MacWilde looked at Riona and then at Verdu and seemed about to agree when another voice came from the stairwell.

"That would be a most unwise course of action," Procktor said, coming down the stairs and joining them. "I understand from my assistant that the big buck who killed so many of our men is now himself failing from his injuries in that encounter. While some may feel there is justice to that, from an investment perspective one would hope that the big fellow survives. Nevertheless, putting a second animal — and its unborn foal — at risk in the process would be a poor choice indeed."

"But Mr. Procktor," Jack pleaded, "she's his wife and he might be . . . he might be dying. It's only right that they be together."

Procktor smiled kindly. "You are young and you tend to humanize animal behavior. Animals mate out of instinct, my boy. They can't love the way humans do. In his condition he might be just as prone to killing her as being comforted by her, and it would be irresponsible for us to take that risk." He reached out to pat Jack on the head, but Jack took a step backwards, and turned to MacWilde.

"Captain, please," he said. "You're in charge, aren't you?"

"Of course I am," MacWilde asserted, with just a hint of uncertainty. "But I'm afraid I have to agree with Mr. Procktor on this — and I don't want you going in that cage anymore either. I know he seems docile right now, but that's a dangerous animal, even in his weakened state."

MacWilde and Procktor left together, already talking about something else as they climbed the stairs.

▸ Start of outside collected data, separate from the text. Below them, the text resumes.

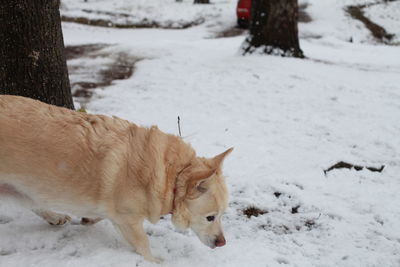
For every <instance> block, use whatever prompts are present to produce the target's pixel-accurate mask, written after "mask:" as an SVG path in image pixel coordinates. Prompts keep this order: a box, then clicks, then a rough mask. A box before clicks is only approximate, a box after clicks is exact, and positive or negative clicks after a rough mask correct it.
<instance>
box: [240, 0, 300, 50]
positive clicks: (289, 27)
mask: <svg viewBox="0 0 400 267" xmlns="http://www.w3.org/2000/svg"><path fill="white" fill-rule="evenodd" d="M251 14H252V15H251V21H250V35H249V37H248V38H247V39H246V41H245V43H244V44H243V47H242V49H243V54H247V53H250V54H251V53H253V52H254V51H255V50H256V49H257V48H260V47H261V50H260V51H262V52H263V53H266V54H276V55H281V56H293V57H300V58H303V57H304V55H303V51H302V50H301V49H300V44H299V37H298V29H297V20H298V4H297V0H254V1H252V9H251ZM257 50H258V49H257Z"/></svg>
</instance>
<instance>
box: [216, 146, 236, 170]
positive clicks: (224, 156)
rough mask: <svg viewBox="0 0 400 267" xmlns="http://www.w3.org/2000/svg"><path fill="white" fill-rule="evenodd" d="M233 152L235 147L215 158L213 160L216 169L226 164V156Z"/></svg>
mask: <svg viewBox="0 0 400 267" xmlns="http://www.w3.org/2000/svg"><path fill="white" fill-rule="evenodd" d="M232 151H233V147H231V148H229V149H228V150H226V151H225V152H223V153H221V154H219V155H216V156H215V157H213V158H212V159H211V163H212V165H213V166H215V168H219V167H221V165H222V163H223V162H224V159H225V158H226V156H228V155H229V154H230V153H231V152H232Z"/></svg>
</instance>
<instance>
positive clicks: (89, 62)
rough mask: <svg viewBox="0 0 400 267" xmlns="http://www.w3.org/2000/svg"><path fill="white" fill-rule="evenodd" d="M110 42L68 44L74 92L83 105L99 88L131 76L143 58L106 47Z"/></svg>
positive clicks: (80, 102) (68, 65) (67, 49)
mask: <svg viewBox="0 0 400 267" xmlns="http://www.w3.org/2000/svg"><path fill="white" fill-rule="evenodd" d="M109 46H110V45H106V44H89V45H78V46H67V47H66V48H65V51H66V57H67V60H68V61H67V63H68V72H69V75H70V82H71V90H72V95H73V96H74V97H75V98H76V99H77V101H78V102H79V103H80V104H81V106H82V107H85V105H86V104H87V103H88V101H89V100H90V98H91V97H92V96H93V93H94V90H95V89H97V88H104V87H107V86H110V85H111V84H112V83H113V81H115V80H124V79H128V78H129V77H131V76H132V74H133V72H134V65H135V63H136V62H137V61H139V60H141V58H136V57H133V56H131V55H128V54H127V53H125V52H121V51H119V52H108V51H105V50H104V49H105V48H108V47H109Z"/></svg>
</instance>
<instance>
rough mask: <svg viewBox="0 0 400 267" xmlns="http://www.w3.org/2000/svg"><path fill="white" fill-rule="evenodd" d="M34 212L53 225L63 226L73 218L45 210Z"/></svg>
mask: <svg viewBox="0 0 400 267" xmlns="http://www.w3.org/2000/svg"><path fill="white" fill-rule="evenodd" d="M32 211H33V212H34V213H36V214H37V215H38V216H40V217H42V218H43V219H44V220H45V221H47V222H48V223H49V224H51V225H63V224H65V223H66V222H69V221H71V217H69V216H68V215H65V214H60V213H56V212H53V211H49V210H43V209H34V210H32Z"/></svg>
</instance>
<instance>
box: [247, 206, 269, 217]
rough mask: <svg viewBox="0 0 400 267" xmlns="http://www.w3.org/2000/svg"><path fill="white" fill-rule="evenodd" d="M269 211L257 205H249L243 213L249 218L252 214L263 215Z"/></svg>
mask: <svg viewBox="0 0 400 267" xmlns="http://www.w3.org/2000/svg"><path fill="white" fill-rule="evenodd" d="M266 213H268V211H266V210H261V209H259V208H256V207H249V208H247V209H245V210H243V214H244V215H246V216H247V218H251V217H252V216H254V217H258V216H259V215H263V214H266Z"/></svg>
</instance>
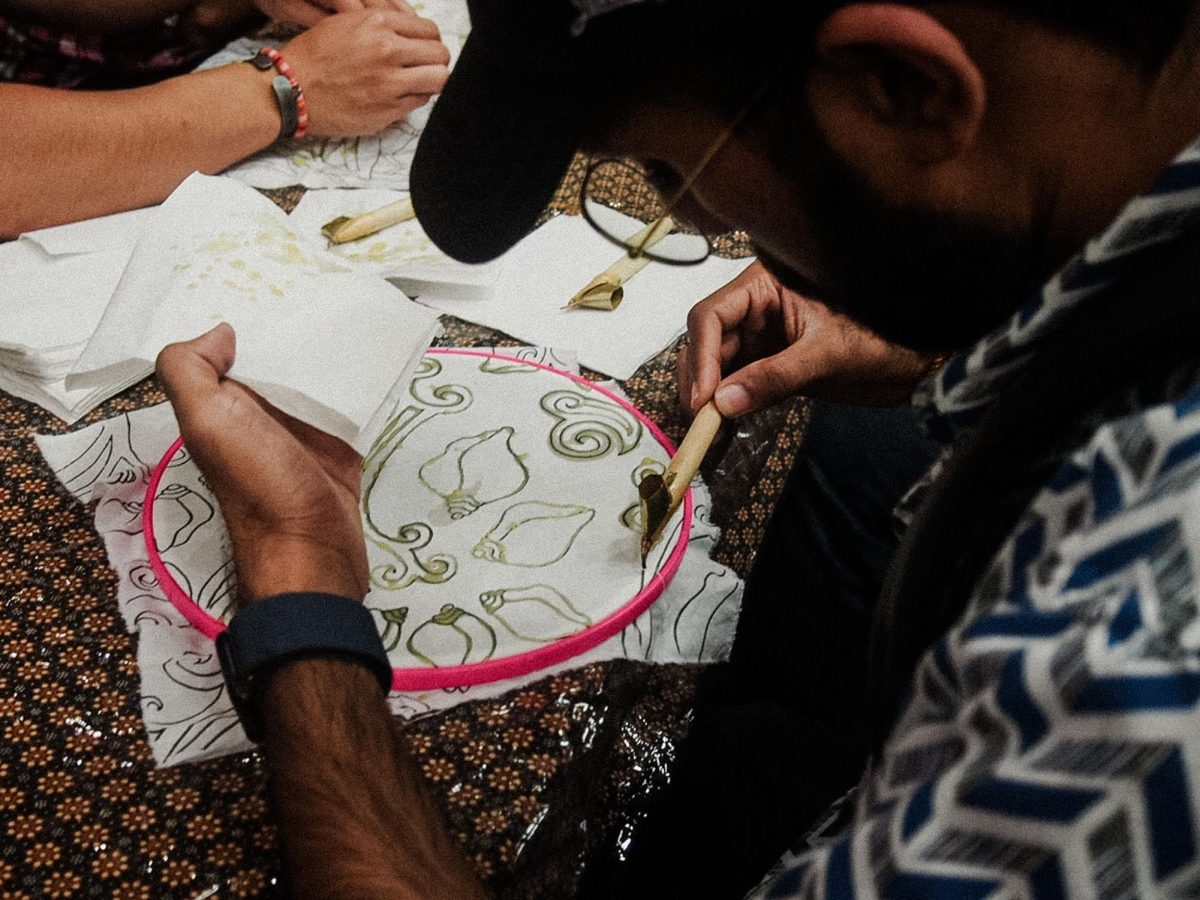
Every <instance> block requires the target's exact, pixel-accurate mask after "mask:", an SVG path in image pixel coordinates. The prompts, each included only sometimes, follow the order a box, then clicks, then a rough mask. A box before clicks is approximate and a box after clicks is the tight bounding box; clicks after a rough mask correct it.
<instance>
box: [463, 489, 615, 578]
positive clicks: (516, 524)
mask: <svg viewBox="0 0 1200 900" xmlns="http://www.w3.org/2000/svg"><path fill="white" fill-rule="evenodd" d="M594 516H595V510H592V509H588V508H587V506H574V505H569V504H558V503H542V502H541V500H526V502H523V503H516V504H514V505H511V506H509V508H508V509H506V510H504V515H503V516H500V521H499V522H497V523H496V524H494V526H493V527H492V529H491V530H490V532H488V533H487V534H486V535H484V538H482V539H480V541H479V544H476V545H475V547H474V548H473V550H472V556H474V557H475V558H476V559H486V560H490V562H492V563H500V564H502V565H516V566H521V568H527V569H535V568H541V566H546V565H552V564H554V563H557V562H558V560H559V559H562V558H563V557H565V556H566V554H568V553H569V552H570V551H571V546H572V545H574V544H575V539H576V538H577V536H578V534H580V532H582V530H583V528H584V526H587V523H588V522H590V521H592V520H593V517H594Z"/></svg>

"What did they say?" Riona asked and Jack told her, leaving out some of Procktor's words because he was too ashamed to repeat them. Verdu listened but seemed to have understood more from watching the conversation than from hearing it translated.

Jack slept just outside of the cages that night, waking up with a start whenever it crept into his sleeping mind that he hadn't heard Verdu move in a while. But each time he checked, the big ruah was breathing deeply and apparently without difficulty.

The next morning after breakfast Jack found MacWilde in his office.

"Sir," Jack said. "It's about Verdu."

MacWilde looked up. "Is he getting worse?"

"I can't tell, but that's not why I'm here. It's that . . . well . . . he wants to talk to you."